Business
March 18, 2023 | 12:03
186 banks could be vulnerable to the same risks that doomed Silicon Valley Bank.
AFP via Getty Images
Nearly 200 more banks may be vulnerable to the same kind of risk that brought down Silicon Valley Bank: the value of the assets they own.
There are 186 banks across the country that could fail if half of their depositors quickly withdraw their funds, a new study published in the Social Science Research Network found. Even insured depositors, those with $250,000 or less in the bank, could have trouble getting their cash if these institutions face the kind of run Silicon Valley experienced a week ago.
The concern is that these banks hold a significant amount of their assets in interest rate sensitive financial instruments such as government bonds and mortgage-backed securities. The value of those older, low-interest investments fell sharply when the Federal Reserve raised interest rates over the past year.
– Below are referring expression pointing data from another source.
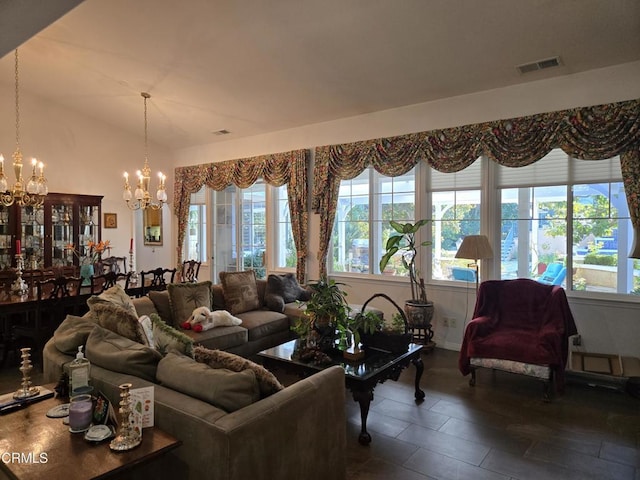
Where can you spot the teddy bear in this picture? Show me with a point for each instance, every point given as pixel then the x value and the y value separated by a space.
pixel 203 319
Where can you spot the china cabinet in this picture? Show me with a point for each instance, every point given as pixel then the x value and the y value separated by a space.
pixel 46 234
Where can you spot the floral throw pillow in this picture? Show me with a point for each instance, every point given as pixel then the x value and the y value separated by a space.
pixel 240 291
pixel 184 298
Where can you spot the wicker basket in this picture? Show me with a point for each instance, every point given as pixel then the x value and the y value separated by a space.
pixel 390 342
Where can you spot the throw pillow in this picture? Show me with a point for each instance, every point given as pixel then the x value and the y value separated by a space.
pixel 184 298
pixel 267 381
pixel 117 296
pixel 240 291
pixel 167 339
pixel 162 303
pixel 222 388
pixel 114 352
pixel 73 332
pixel 118 319
pixel 282 289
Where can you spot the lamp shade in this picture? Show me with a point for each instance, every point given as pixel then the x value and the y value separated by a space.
pixel 635 246
pixel 475 247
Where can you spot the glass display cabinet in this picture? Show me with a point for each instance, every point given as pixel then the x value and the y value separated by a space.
pixel 56 234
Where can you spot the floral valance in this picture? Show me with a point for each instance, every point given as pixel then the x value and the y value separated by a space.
pixel 276 169
pixel 589 133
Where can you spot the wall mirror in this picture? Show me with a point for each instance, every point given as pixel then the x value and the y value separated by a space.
pixel 152 225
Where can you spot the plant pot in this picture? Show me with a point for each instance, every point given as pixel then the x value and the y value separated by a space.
pixel 419 314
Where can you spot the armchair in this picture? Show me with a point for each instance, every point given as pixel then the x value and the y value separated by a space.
pixel 520 326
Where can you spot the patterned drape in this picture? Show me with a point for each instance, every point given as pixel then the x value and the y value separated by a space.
pixel 276 169
pixel 589 133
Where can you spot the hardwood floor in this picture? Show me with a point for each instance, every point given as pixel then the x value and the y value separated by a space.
pixel 500 429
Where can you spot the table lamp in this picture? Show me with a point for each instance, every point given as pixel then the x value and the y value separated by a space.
pixel 475 247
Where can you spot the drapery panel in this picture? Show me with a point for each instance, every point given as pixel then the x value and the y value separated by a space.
pixel 276 169
pixel 589 133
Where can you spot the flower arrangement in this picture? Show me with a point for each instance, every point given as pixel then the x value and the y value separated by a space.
pixel 93 251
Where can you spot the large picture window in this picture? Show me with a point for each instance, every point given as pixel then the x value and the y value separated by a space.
pixel 569 226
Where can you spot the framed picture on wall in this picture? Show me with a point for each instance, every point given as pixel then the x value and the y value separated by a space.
pixel 110 220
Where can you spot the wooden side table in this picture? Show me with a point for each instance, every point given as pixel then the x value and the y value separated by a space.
pixel 33 445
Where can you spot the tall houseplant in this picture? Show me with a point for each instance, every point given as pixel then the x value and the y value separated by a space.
pixel 419 309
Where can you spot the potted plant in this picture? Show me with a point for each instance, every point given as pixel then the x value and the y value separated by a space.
pixel 419 309
pixel 326 313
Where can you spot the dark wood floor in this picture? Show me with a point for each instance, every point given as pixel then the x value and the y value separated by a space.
pixel 499 429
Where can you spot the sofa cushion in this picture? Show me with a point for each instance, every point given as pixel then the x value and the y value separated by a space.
pixel 73 332
pixel 167 339
pixel 217 297
pixel 267 381
pixel 240 291
pixel 222 388
pixel 117 319
pixel 162 303
pixel 118 296
pixel 184 298
pixel 144 306
pixel 262 323
pixel 222 338
pixel 283 289
pixel 119 354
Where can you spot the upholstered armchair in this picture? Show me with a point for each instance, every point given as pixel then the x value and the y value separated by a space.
pixel 519 326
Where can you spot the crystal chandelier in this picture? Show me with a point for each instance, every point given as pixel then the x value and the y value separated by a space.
pixel 141 198
pixel 36 188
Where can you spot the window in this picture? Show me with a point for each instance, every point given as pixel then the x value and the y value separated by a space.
pixel 240 230
pixel 195 243
pixel 455 212
pixel 366 203
pixel 566 222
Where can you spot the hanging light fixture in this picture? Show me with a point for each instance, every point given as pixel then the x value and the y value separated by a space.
pixel 141 198
pixel 36 188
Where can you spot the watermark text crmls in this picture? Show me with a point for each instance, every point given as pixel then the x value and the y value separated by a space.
pixel 24 457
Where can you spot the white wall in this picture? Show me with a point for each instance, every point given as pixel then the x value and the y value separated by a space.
pixel 605 326
pixel 84 156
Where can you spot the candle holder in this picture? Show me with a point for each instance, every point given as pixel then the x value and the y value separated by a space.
pixel 19 286
pixel 127 437
pixel 133 278
pixel 27 391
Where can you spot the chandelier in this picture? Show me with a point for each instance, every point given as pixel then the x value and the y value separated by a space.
pixel 141 198
pixel 31 195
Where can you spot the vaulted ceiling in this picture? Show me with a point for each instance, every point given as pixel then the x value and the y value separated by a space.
pixel 253 67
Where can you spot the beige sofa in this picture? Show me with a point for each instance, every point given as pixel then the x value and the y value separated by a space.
pixel 297 432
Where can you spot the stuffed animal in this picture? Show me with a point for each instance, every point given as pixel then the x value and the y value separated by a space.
pixel 202 319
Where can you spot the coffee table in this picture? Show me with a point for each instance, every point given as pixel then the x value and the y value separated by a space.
pixel 49 450
pixel 361 377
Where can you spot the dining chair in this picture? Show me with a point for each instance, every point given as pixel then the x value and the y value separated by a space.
pixel 157 279
pixel 190 271
pixel 114 264
pixel 100 283
pixel 55 298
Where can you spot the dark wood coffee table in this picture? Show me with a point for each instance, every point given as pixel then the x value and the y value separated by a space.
pixel 361 377
pixel 31 433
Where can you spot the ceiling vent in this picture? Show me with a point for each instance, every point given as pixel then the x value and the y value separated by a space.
pixel 539 65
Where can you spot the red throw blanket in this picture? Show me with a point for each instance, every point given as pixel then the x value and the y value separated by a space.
pixel 520 320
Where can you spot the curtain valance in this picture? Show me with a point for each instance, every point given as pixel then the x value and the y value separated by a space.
pixel 589 133
pixel 276 169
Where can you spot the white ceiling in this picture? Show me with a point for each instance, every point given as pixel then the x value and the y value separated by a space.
pixel 256 66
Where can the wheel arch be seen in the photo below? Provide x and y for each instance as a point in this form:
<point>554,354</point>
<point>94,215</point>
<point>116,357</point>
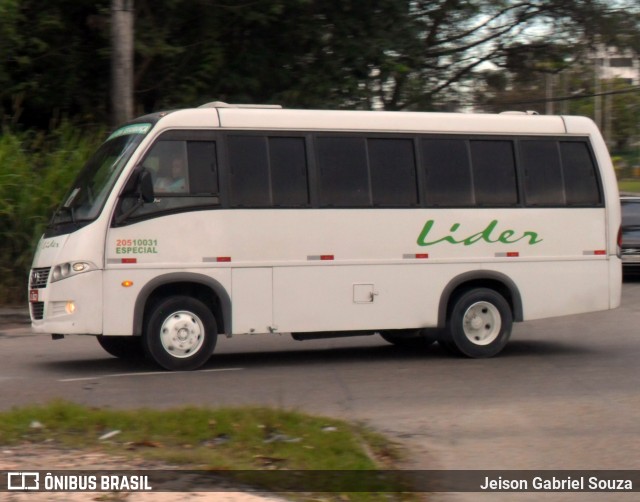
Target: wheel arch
<point>481,279</point>
<point>199,286</point>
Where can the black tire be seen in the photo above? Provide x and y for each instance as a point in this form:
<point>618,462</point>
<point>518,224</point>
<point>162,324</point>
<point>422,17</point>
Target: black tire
<point>413,339</point>
<point>180,333</point>
<point>479,325</point>
<point>123,347</point>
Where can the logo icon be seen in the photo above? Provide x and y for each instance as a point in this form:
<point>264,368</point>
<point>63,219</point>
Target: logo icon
<point>23,481</point>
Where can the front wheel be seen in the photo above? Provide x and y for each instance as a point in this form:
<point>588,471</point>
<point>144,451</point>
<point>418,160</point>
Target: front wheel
<point>180,333</point>
<point>480,323</point>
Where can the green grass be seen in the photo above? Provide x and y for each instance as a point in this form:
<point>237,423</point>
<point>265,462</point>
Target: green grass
<point>232,439</point>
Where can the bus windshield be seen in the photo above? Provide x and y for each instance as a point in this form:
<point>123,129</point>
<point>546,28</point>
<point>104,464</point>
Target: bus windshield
<point>87,195</point>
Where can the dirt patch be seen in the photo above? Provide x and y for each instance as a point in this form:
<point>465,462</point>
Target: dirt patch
<point>32,457</point>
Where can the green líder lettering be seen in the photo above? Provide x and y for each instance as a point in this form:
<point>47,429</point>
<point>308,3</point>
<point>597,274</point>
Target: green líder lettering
<point>489,235</point>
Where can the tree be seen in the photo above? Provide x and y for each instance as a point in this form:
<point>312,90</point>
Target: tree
<point>391,54</point>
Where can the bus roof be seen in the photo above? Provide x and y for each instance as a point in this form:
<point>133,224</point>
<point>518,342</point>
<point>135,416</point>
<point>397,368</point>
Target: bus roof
<point>269,118</point>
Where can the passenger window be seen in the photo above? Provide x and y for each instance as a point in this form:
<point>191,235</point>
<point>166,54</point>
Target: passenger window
<point>288,161</point>
<point>393,172</point>
<point>268,171</point>
<point>167,162</point>
<point>580,178</point>
<point>249,171</point>
<point>494,173</point>
<point>543,183</point>
<point>343,171</point>
<point>447,172</point>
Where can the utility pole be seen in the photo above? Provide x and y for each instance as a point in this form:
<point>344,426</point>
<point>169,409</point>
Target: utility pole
<point>122,15</point>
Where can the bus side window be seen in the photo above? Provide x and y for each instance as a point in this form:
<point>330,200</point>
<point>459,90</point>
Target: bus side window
<point>580,178</point>
<point>543,183</point>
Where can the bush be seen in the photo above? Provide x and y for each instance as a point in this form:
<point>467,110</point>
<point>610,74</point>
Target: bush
<point>36,170</point>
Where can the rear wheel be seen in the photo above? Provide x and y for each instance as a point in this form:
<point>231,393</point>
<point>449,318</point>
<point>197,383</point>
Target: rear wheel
<point>180,333</point>
<point>479,324</point>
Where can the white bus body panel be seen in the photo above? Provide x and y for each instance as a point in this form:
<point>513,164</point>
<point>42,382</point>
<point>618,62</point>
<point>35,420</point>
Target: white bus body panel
<point>293,270</point>
<point>370,277</point>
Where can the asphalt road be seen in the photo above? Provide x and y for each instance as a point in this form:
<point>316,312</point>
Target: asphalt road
<point>564,394</point>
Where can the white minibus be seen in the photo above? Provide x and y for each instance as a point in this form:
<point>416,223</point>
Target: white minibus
<point>190,224</point>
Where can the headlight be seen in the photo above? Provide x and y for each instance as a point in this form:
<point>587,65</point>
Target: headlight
<point>68,269</point>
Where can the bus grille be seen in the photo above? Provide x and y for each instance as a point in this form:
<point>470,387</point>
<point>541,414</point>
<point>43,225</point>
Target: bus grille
<point>37,311</point>
<point>39,278</point>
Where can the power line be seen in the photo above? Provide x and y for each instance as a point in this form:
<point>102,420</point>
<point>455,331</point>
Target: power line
<point>628,90</point>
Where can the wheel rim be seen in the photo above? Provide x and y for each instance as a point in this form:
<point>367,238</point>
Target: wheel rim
<point>482,323</point>
<point>182,334</point>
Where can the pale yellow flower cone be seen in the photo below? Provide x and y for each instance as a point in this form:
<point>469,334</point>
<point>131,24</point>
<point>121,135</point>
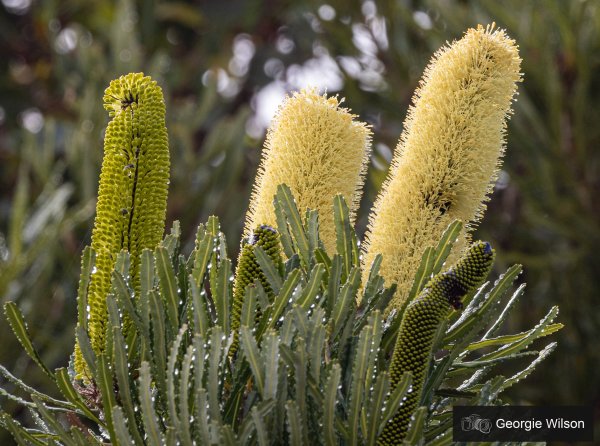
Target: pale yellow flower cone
<point>319,150</point>
<point>448,156</point>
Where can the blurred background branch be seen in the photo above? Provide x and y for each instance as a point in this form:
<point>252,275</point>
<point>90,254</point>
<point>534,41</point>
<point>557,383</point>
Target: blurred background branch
<point>224,67</point>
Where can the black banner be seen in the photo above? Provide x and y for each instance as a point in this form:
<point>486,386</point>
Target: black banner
<point>522,423</point>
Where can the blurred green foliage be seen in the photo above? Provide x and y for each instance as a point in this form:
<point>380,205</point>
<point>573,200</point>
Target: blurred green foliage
<point>217,62</point>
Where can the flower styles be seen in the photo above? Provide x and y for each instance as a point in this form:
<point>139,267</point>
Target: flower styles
<point>132,195</point>
<point>319,150</point>
<point>448,156</point>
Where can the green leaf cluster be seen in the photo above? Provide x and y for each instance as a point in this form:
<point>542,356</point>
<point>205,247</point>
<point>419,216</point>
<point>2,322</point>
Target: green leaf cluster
<point>312,365</point>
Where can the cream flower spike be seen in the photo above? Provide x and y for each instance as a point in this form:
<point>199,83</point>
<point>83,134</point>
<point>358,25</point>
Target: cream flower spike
<point>447,159</point>
<point>319,150</point>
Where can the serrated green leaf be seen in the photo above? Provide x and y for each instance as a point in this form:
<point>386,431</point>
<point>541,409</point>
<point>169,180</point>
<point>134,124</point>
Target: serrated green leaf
<point>466,323</point>
<point>214,382</point>
<point>312,288</point>
<point>288,206</point>
<point>107,391</point>
<point>312,229</point>
<point>333,285</point>
<point>200,312</point>
<point>507,308</point>
<point>154,436</point>
<point>213,226</point>
<point>508,339</point>
<point>171,396</point>
<point>316,345</point>
<point>414,434</point>
<point>511,349</point>
<point>19,328</point>
<point>21,436</point>
<point>121,431</point>
<point>329,408</point>
<point>376,405</point>
<point>88,259</point>
<point>123,295</point>
<point>63,381</point>
<point>202,256</point>
<point>394,400</point>
<point>159,342</point>
<point>530,368</point>
<point>301,378</point>
<point>171,241</point>
<point>89,356</point>
<point>282,228</point>
<point>260,428</point>
<point>122,372</point>
<point>184,391</point>
<point>294,424</point>
<point>221,293</point>
<point>444,439</point>
<point>423,274</point>
<point>343,233</point>
<point>31,391</point>
<point>168,284</point>
<point>252,355</point>
<point>269,269</point>
<point>282,299</point>
<point>445,245</point>
<point>201,418</point>
<point>345,301</point>
<point>359,370</point>
<point>270,358</point>
<point>248,313</point>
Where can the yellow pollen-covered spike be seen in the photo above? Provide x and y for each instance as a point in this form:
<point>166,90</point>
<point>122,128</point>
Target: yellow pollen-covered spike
<point>447,159</point>
<point>319,150</point>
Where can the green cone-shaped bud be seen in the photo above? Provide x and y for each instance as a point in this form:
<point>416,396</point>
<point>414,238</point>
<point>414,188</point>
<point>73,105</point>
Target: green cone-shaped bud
<point>413,349</point>
<point>248,271</point>
<point>132,195</point>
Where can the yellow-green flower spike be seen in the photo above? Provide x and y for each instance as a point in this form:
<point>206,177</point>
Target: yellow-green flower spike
<point>248,271</point>
<point>447,158</point>
<point>319,150</point>
<point>132,195</point>
<point>413,349</point>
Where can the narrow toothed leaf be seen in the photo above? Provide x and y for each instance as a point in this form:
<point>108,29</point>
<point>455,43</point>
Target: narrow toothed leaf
<point>168,284</point>
<point>19,327</point>
<point>154,436</point>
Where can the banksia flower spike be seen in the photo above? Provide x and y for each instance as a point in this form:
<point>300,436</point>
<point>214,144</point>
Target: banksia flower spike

In the case of SVB, the Santa Clara, California-based institution invested much of its cash in long-term government bonds, which are ultra-safe in terms of losing the initial investment, but not worth as much as when SVB bought them. bought. , because interest rates have gone up since then. The bank had to sell some of those bonds to meet customer demands for withdrawals at less than what it paid for them, resulting in a loss of almost $2 billion.

When SVB disclosed that loss, along with a plan to raise an additional $500 billion from Wall Street, it sparked fears among its venture capital client base and tech startups that the bank was insolvent. In a panic fueled by social media, customers rushed to withdraw their money fearing the bank would run out of cash, a classic bank run.
The federal government stepped in to promise to support all depositors, not just those with the FDIC’s $250,000 limit, in an effort to stop a broader panic in which depositors began pulling money out of other banks that have about The same size.
Now the study shows that a large number of those other banks could be vulnerable to the same events if a high percentage of concerned customers start trying to withdraw their deposits.
“Our calculations suggest that these banks are indeed at potential risk of a run, absent further government intervention or recapitalization,” the economists wrote.
The study analyzed the asset books of banks across the country and found an estimated loss of $2 trillion in their market value.